What is an interesting public policy issue you are engaged in through Philanthropy Northwest right now or a recent success you are particularly proud of?

Currently, I am working with more than 20 private and public funders to form a partnership focused directly on policy work—making smart public and private infrastructure investments in housing, transportation, jobs, green space and other assets that will enable communities to develop in ways that advance equity, the environment, and the economy. In the near term, we are working together to ensure that all benefit and prosper as communities change and develop along our existing and proposed light rail lines. We are still in the early stages of our work, but are beginning to implement strategies focused on fostering community engagement, enhancing regional leadership around equity and the environment, creating a risk capital fund, and investing in good data and research. Philanthropy Northwest has played a major role in convening and supporting this complex collaborative undertaking.

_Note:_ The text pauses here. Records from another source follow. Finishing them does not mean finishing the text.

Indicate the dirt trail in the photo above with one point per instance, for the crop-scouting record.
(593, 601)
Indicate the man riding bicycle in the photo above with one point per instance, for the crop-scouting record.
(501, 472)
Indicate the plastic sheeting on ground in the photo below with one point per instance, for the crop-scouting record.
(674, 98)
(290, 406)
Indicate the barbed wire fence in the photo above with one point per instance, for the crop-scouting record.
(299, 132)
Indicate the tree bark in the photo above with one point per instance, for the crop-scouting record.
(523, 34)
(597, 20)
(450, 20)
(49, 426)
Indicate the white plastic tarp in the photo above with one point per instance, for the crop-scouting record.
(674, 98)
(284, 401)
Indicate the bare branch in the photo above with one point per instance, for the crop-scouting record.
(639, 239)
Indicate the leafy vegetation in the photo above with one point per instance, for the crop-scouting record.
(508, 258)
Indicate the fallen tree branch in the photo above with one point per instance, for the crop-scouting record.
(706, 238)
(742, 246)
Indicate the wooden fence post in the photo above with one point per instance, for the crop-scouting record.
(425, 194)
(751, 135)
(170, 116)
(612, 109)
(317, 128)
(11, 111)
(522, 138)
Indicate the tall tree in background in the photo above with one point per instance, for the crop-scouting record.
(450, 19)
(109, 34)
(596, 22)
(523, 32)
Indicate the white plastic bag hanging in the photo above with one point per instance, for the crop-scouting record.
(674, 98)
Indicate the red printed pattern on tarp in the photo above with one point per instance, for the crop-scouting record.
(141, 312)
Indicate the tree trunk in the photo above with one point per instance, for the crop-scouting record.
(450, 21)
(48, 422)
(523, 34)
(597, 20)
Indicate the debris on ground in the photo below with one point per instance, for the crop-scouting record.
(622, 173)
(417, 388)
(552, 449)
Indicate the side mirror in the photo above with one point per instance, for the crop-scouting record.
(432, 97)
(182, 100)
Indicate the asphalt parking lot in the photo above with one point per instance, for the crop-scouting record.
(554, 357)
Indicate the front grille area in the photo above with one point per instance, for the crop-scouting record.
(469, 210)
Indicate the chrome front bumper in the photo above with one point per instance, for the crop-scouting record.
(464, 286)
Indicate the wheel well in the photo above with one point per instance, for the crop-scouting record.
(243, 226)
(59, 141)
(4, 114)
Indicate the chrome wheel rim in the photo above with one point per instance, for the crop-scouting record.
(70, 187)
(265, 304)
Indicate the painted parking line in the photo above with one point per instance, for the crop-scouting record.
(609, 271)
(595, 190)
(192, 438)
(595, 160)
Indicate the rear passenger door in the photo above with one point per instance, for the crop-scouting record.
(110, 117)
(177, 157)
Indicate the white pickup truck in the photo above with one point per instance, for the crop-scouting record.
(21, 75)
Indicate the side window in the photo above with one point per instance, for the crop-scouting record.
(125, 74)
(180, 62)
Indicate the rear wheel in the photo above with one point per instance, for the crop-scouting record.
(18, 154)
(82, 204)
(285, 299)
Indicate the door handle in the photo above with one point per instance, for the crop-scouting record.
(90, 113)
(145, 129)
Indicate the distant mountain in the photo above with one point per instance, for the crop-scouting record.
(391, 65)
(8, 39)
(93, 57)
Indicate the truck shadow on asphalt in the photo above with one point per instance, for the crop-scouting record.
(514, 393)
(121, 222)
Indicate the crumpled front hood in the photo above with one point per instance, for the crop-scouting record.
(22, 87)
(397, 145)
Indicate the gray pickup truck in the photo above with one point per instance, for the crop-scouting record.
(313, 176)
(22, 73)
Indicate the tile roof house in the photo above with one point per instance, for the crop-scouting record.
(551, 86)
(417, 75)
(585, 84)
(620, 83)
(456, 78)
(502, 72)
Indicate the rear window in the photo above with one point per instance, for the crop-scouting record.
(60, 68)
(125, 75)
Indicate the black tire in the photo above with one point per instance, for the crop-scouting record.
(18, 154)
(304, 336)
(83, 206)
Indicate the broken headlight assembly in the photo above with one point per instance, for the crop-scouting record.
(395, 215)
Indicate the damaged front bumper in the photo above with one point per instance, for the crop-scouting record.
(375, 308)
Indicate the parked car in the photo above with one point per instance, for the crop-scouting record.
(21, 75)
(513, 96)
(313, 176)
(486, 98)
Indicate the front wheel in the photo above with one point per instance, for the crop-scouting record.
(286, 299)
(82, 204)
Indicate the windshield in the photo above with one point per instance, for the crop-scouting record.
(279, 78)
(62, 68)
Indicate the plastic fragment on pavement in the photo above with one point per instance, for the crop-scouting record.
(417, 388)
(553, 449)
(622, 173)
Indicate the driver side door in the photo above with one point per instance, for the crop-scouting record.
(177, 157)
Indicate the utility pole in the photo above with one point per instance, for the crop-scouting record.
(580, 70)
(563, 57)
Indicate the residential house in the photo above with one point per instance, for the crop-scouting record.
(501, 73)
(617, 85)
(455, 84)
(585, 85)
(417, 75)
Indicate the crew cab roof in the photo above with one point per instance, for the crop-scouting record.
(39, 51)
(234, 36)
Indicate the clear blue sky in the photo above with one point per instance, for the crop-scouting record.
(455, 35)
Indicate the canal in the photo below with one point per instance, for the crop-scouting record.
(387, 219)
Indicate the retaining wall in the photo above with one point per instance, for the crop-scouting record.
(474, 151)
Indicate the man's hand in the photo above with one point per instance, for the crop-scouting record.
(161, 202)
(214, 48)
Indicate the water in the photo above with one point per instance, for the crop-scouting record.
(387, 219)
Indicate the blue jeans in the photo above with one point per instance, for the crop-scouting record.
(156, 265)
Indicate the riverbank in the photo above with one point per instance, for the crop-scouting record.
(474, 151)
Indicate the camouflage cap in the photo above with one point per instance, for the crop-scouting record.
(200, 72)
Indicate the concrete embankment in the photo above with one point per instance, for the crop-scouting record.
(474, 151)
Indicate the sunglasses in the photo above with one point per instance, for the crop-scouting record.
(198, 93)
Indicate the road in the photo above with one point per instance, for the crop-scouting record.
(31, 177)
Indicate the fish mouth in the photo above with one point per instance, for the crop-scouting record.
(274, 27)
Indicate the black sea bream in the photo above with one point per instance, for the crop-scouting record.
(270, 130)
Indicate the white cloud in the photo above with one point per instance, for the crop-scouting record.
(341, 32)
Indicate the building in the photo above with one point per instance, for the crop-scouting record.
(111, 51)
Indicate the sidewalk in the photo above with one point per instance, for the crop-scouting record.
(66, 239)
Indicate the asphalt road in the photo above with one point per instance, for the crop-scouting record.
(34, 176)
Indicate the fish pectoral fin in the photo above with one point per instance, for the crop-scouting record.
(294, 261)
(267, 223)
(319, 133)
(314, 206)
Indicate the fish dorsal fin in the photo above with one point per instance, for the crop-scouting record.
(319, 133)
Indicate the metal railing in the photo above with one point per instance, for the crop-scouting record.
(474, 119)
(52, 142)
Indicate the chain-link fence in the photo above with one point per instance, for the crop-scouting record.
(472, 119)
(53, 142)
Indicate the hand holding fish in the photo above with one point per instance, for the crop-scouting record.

In advocacy, speaking with one voice as an industry can have a powerful affect. How does Philanthropy Northwest work on behalf of all its members on policy issues?

At Philanthropy Northwest, we have not often advocated on behalf of our members on issues affecting them. Generally, we have educated our members on policy issues and focused on building strong relationships with policy makers and administrators. We have an intentional strategy of establishing our regional association as a resource for government—a first stop to learn about what philanthropy is doing in the region. I think there is growing understanding among public officials that philanthropy can play a major role in helping to solve tough public problems, and we are seeing more federal and state agencies coming to Philanthropy Northwest for information, advice, and potential partners. We are currently thinking about how Philanthropy Northwest can play a more potent role in forming and supporting public-private partnerships, which appear to be catching on in both sectors. One promising tactic may be to better engage government officials as members and co-learners at conferences, workshops, and other sessions.